Server Side Crashes Before Prepare
Both server and client don't prepare their own transaction branch, no prepared transaction is required to recover.
Server Side Crashes After Prepare
The server prepares its transaction branch and the client doesn't, only the server is affected by a prepared transaction that needs to be recovered, and the recovery happens automatically as soon as a new REST request is served.
Client Side Crashes Before Prepare
As in the above scenario, the server prepares its transaction branch and the client doesn't, only the server is affected by a prepared transaction that needs to be recovered, and the recovery happens automatically as soon as a new REST request is served.
Client Side Crashes After Prepare
The server prepares and commits its transaction branch, and the client prepares its transaction branch but does not commit. Only the client is affected by a prepared transaction that needs to be recovered and the recovery happens automatically as soon as a new transaction is started by the client.
Conclusion
The XTA API in conjunction with the LIXA state server enables the development of systems that implement ACID distributed transactions among two or more applications (services).

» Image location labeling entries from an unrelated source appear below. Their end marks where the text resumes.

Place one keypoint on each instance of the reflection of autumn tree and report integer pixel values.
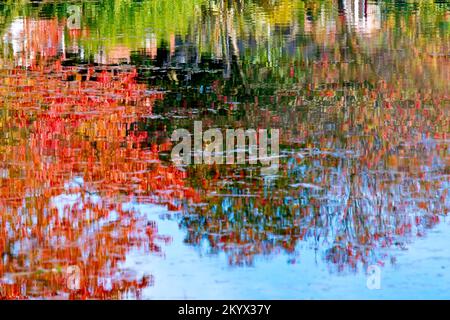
(67, 132)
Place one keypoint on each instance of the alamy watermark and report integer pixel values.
(237, 146)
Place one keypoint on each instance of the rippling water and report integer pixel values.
(358, 89)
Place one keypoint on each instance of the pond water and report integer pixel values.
(91, 92)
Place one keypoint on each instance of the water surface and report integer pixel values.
(358, 89)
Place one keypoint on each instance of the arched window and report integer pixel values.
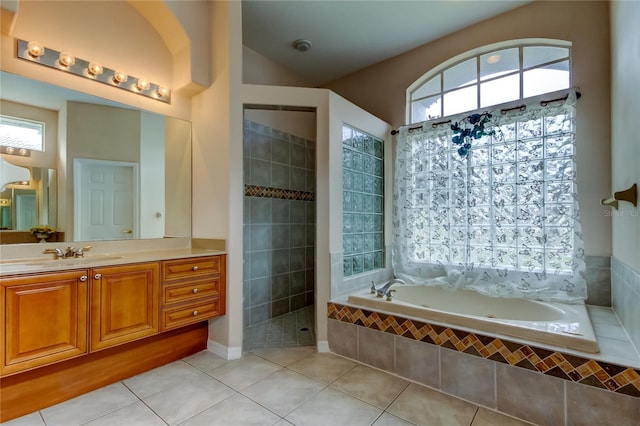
(485, 193)
(492, 75)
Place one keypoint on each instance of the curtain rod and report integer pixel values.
(543, 103)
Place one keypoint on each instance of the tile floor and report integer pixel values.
(288, 330)
(267, 386)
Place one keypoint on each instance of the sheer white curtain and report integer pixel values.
(503, 218)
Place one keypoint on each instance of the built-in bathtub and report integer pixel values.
(556, 324)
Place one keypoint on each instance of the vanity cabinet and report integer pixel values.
(192, 290)
(124, 304)
(45, 319)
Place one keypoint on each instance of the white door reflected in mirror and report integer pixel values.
(105, 194)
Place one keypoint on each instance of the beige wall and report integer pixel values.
(177, 178)
(258, 69)
(381, 89)
(625, 142)
(133, 45)
(217, 185)
(298, 123)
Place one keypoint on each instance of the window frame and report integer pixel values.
(520, 44)
(33, 125)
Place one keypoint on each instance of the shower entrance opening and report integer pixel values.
(279, 226)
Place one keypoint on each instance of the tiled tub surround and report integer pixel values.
(544, 322)
(279, 223)
(544, 386)
(625, 289)
(598, 276)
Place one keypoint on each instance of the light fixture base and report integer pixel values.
(302, 45)
(92, 71)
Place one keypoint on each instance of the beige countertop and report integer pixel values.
(31, 261)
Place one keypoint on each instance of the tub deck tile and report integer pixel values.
(604, 375)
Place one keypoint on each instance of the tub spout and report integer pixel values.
(384, 290)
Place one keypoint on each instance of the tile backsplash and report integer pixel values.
(625, 290)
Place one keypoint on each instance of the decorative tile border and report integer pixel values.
(615, 378)
(284, 194)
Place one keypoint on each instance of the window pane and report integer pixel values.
(429, 88)
(362, 200)
(460, 75)
(498, 91)
(536, 55)
(461, 100)
(497, 63)
(548, 79)
(425, 109)
(21, 133)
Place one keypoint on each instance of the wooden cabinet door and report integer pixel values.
(124, 304)
(45, 319)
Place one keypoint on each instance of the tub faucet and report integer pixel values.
(385, 290)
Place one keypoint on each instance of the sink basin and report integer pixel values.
(33, 263)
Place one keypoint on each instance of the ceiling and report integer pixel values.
(349, 35)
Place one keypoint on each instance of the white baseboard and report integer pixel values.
(226, 352)
(323, 346)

This article shows what happens when one of the two parties crashes: recovery is automatically performed without human intervention and strong consistency is guaranteed.

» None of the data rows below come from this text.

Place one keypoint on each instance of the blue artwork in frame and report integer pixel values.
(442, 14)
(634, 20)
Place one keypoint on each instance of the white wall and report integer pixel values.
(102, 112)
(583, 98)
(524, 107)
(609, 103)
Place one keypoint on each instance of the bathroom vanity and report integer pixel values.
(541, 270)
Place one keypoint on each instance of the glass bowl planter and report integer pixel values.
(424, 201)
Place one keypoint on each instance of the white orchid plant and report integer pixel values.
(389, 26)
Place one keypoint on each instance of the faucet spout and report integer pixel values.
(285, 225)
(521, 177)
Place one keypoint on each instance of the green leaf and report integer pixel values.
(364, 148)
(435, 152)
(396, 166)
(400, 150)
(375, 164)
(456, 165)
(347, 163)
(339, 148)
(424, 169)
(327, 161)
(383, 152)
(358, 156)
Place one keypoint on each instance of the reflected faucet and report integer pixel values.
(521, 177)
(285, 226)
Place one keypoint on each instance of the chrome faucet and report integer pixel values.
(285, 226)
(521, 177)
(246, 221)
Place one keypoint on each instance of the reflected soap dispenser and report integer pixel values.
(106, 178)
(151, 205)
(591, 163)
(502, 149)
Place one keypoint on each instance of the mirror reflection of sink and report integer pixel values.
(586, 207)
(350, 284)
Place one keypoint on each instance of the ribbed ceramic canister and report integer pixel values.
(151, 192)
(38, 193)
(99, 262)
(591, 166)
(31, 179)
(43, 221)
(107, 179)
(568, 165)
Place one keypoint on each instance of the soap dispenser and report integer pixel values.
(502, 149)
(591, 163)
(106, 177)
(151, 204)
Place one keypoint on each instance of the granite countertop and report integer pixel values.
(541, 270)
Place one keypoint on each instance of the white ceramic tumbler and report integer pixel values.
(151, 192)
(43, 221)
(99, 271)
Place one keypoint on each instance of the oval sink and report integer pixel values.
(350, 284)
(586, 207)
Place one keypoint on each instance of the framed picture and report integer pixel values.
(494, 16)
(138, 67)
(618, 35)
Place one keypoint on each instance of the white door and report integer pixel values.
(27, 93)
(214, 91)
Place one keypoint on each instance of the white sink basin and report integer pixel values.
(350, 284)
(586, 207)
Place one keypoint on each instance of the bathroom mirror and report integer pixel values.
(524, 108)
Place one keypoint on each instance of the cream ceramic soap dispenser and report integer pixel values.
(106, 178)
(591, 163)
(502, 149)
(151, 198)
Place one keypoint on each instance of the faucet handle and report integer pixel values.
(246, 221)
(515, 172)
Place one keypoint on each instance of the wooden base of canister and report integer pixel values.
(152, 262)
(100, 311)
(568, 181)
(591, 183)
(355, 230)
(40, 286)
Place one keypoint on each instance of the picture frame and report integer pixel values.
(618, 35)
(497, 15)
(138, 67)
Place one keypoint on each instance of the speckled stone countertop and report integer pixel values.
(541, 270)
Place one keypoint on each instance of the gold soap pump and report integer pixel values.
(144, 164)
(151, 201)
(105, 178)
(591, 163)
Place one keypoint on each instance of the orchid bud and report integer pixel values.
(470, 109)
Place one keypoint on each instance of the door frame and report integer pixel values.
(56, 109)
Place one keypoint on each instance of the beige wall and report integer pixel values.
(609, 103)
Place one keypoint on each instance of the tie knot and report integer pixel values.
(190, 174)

The issues related to the locks associated with the prepared transactions should not affect a microservices-based architecture: if a table is accessed by a single service and the locks are fine-grained (row lock level for relational databases), the only impact of a prepared transaction is a short recovery phase that's automatically performed by the next invocation of the same service.